Wondering why banks like Bank of America or Citigroup are technically broke after $165 billion in bail-out funds to the nation's eight largest of them and *may* need to be nationalized until they can be re-sold to investors? A story in Time magazine summarizes:
Since October, the government has deposited $165 billion into the accounts of the nation's eight largest banks. Yet those same financial firms are now worth $418 billion less than they were four months ago, and the Congressional Budget Office estimates that the government's preferred shares are worth at least $20 billion less. In Wall Street terms, that's throwing good money after bad. All told, the government's annualized rate of return on its investment in the nation's largest banks is -1,096%. That's well beyond Bernie Madoff territory; he topped out at a mere -100%. (See pictures of the demise of Bernie Madoff.)
So how could $438 billion — $418 billion of their money and $20 billion of ours — go poof, just like that? Here's the easiest explanation: our banking system has sprung a leak..
To understand why nationalization may be inevitable, you have to get a handle on the true source of the banks' problems. The banking business — at least the way George Bailey practiced it in It's a Wonderful Life — was all about deposits and loans. You take in deposits, on which you pay a relatively low interest rate, say 2%. Then you lend that money to other people at a higher interest rate, say 7%. Pocket the difference. Repeat.

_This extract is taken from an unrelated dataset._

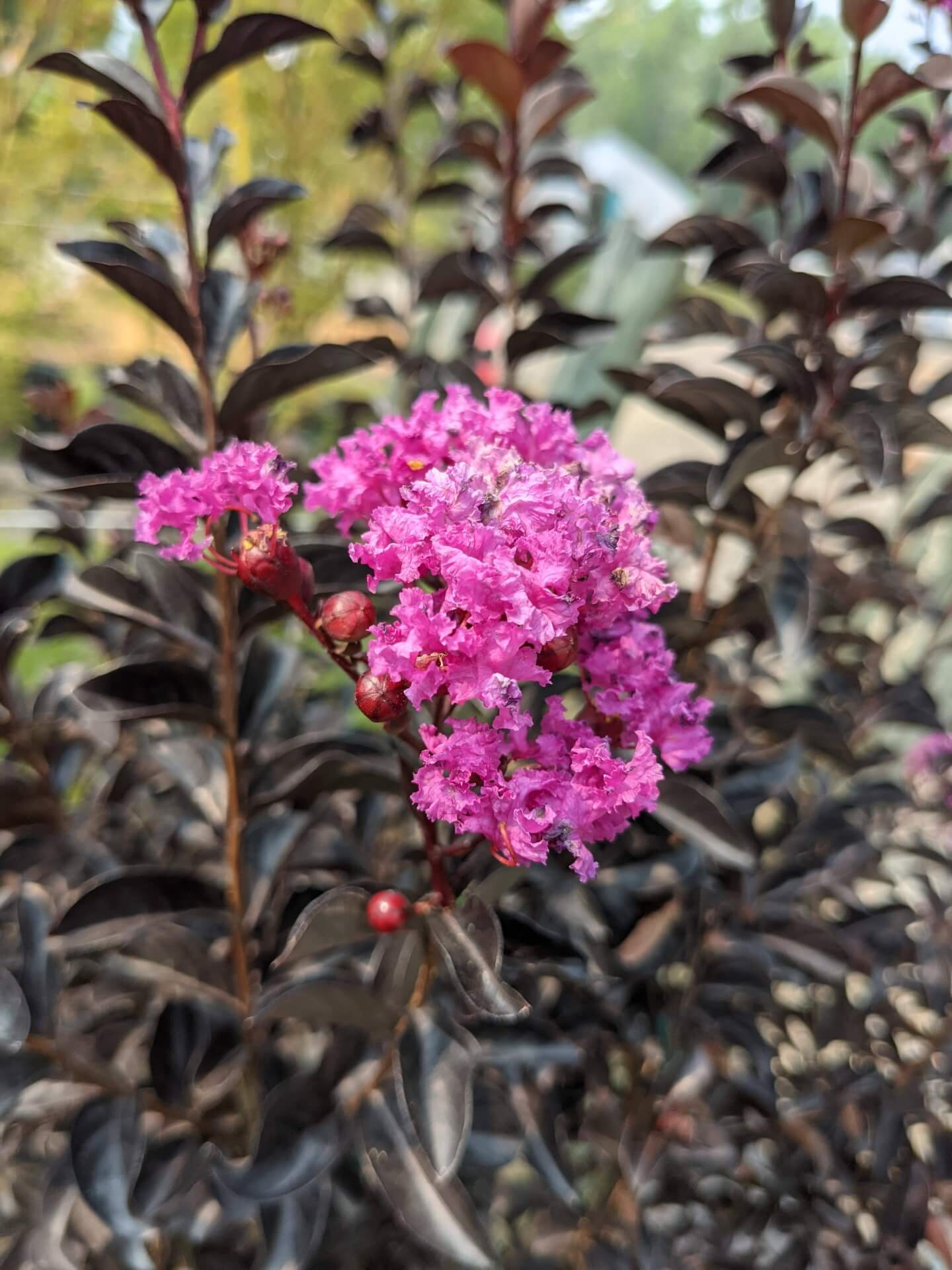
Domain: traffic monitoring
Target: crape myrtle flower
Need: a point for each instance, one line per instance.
(247, 478)
(522, 553)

But starting in the early 1970s, banks began funding less of their lending with old-fashioned deposits. Bank deposits backed 90% of all loans four decades ago; today they back 60%. Where does the rest of the loan money come from? From the bank's past earnings and the money given to it by its investors. Using the house's money has generated higher profits — with significantly higher risks...
Another way banks sought to boost their profits — at least those available to shareholders — was through stock buybacks. Investors cheer buybacks, because they shrink the number of outstanding shares, boosting a company's profits per share and usually its stock price. But corporate stock purchases also decrease banks' capital, because their earnings are used to purchase shares rather than being retained as cash.

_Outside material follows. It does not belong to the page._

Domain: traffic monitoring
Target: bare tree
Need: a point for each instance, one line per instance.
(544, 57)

Worse, sometimes banks borrow money in order to buy back shares, upping their leverage and lowering their capital at the same time. In the past four years alone, the nation's largest banks, as defined by Standard & Poor's, have spent $300 billion buying back stock...
TARP does nothing to patch the hole in the banking system. And it certainly doesn't do anything to encourage banks to make more loans. Yes, banks have gotten nearly $300 billion in money from the government, and that's a lot of dough. But it's not free dough. In return for federal cash, the government has taken preferred-stock shares as the firm's markers. Unlike common stock, which is the kind you or I would buy from a broker, preferreds have to eventually be paid back, so they are really loans, not additional capital. (See which country has the best bailout plans.)
Say a bank has $5 in capital and $100 in loans. Now the government gives the bank an additional $100 in preferred shares and says, "Go make more loans." Well, the bank might then have $200 in loans, but it still has only $5 in common shareholders' equity. The result: if just 2.5% of its loans go bad, the bank's shareholders are wiped out. Wisely, the largest banks in the nation lent less in the fourth quarter of 2008 than in the previous three months — a strategy that has drawn some complaints.
But that hasn't removed the pressure on their shares. That's because the banks have had to continue to take loan losses. And banks don't have the option to pass those losses off on the new money they got from the government. They have to write down their common stockholders' equity first. And as that capital falls, so go the bank's shares. Some are alarmingly close to zero...
Nouriel Roubini, the New York University economics professor who was famously early in predicting that the end of the housing boom would cause a financial crisis, estimates that continued loan losses will force U.S. banks to come up with an additional $1.4 trillion just to stave off bankruptcy. And since the banks aren't likely to earn much money or attract new investors anytime soon, much of the money will have to come from the government.
Regulators are split on what to do next. The Federal Deposit Insurance Corporation is backing a plan to create what it calls an aggregator bank, which would buy up the loans of BofA, Citigroup and the rest of our now troubled system, theoretically putting an end to the escalating losses eating away at the banks' capital. But if the government buys those assets at current market rates, banks would be forced to take immediate losses on the sales, doing more harm than if the government just left the troubled loans where they are. Sources say the Federal Reserve would prefer to let the banks keep the loans and troubled bonds for now and instead provide the banks with insurance policies guaranteeing that the government will swallow a good deal of future credit losses. But a similar deal that the Fed struck with Citi did little to boost that company's stock or stave off fears that it may soon go under.
That's why a small but growing number of people are starting to talk about nationalization. Speaker of the House Nancy Pelosi recently said nationalization, or something close to it, is a better solution than just buying bad assets, because if the government takeovers succeed, then taxpayers get to keep the profits when they eventually resell the banks. But if the government doesn't turn a nationalized bank around, it could be very costly to taxpayers...
1 comment:
Great find! The article does a great job of simply explaining a complex problem.